Joe sat down. “I’m in a bit o’ trouble, ma’am,” he ses, “and I thought p’r’aps as you could help me out of it. My pore pig’s been bewitched, and it’s dead.”
“Bewitched?” ses Mrs. Prince, who’d ’eard of ’is ideas. “Rubbish. Don’t talk to me.”
“It ain’t rubbish, ma’am,” ses Joe Barlcomb; “three o’ my children is down with the measles, my wife’s broke ’er leg, ’er mother is laid up in my little place with the yellow jaundice, and the pig’s dead.”

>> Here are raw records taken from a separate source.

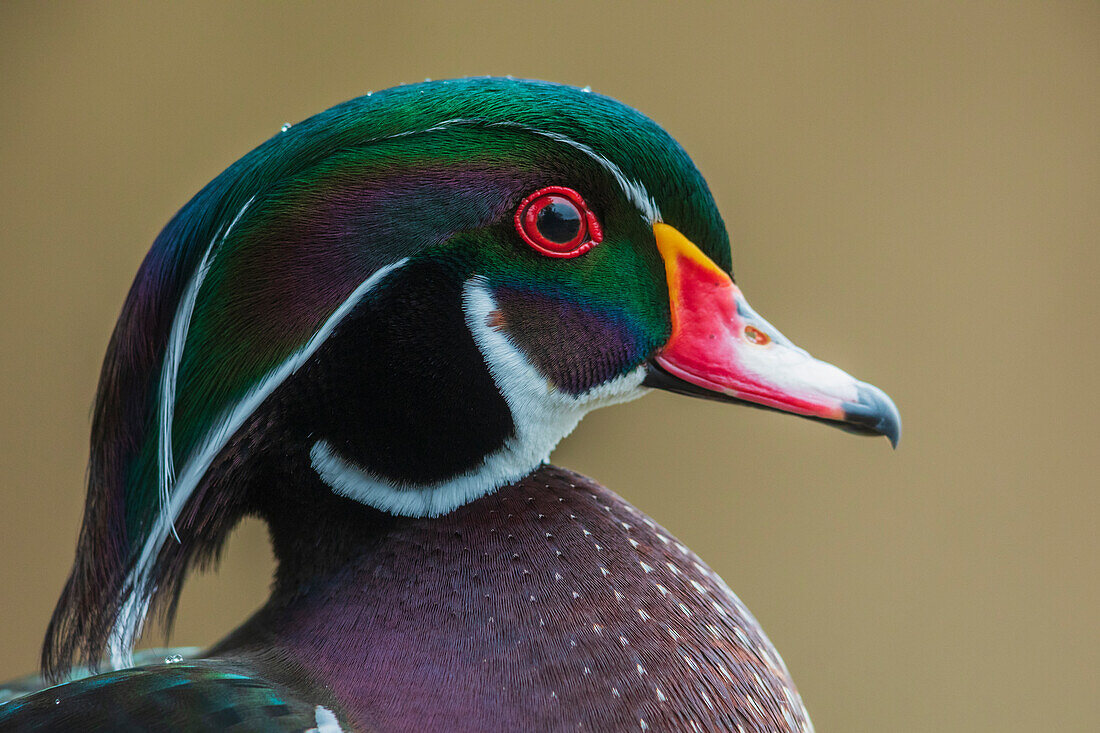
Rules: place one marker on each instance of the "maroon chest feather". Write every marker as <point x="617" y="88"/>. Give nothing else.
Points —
<point x="551" y="604"/>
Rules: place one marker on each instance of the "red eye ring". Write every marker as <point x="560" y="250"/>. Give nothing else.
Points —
<point x="589" y="232"/>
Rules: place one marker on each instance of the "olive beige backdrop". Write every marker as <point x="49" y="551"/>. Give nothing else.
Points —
<point x="913" y="193"/>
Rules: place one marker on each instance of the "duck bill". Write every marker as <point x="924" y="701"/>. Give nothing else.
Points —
<point x="722" y="349"/>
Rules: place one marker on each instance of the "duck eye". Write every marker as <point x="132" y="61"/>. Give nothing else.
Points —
<point x="557" y="222"/>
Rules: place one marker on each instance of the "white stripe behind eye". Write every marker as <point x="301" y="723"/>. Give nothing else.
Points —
<point x="633" y="188"/>
<point x="169" y="371"/>
<point x="135" y="605"/>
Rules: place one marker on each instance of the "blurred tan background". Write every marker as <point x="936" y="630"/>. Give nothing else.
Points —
<point x="913" y="193"/>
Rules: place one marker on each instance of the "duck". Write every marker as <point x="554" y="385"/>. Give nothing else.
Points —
<point x="370" y="332"/>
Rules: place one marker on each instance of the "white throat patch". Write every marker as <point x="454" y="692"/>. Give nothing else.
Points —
<point x="541" y="414"/>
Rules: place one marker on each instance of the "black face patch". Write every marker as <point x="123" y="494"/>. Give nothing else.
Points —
<point x="574" y="346"/>
<point x="400" y="389"/>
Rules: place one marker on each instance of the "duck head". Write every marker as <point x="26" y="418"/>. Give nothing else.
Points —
<point x="414" y="296"/>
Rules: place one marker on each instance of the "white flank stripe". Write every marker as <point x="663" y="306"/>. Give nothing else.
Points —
<point x="135" y="605"/>
<point x="326" y="721"/>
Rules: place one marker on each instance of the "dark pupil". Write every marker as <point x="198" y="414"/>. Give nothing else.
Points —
<point x="559" y="221"/>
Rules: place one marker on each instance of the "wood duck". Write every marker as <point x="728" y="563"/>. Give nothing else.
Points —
<point x="371" y="331"/>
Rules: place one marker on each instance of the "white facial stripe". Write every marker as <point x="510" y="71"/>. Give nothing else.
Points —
<point x="633" y="189"/>
<point x="169" y="370"/>
<point x="135" y="605"/>
<point x="541" y="415"/>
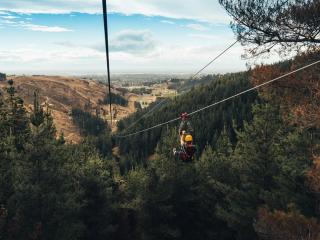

“Wot, another one?” ses Mrs. Prince.
“No; the same one,” ses Joe.
“Well, ’ow am I to help you?” ses Mrs. Prince. “Do you want me to come and nurse ’em?”
“No, no,” ses Joe, starting and turning pale; “unless you’d like to come and nurse my wife’s mother,” he ses, arter thinking a bit. “I was hoping that you’d know who’d been overlooking me and that you’d make ’em take the spell off.”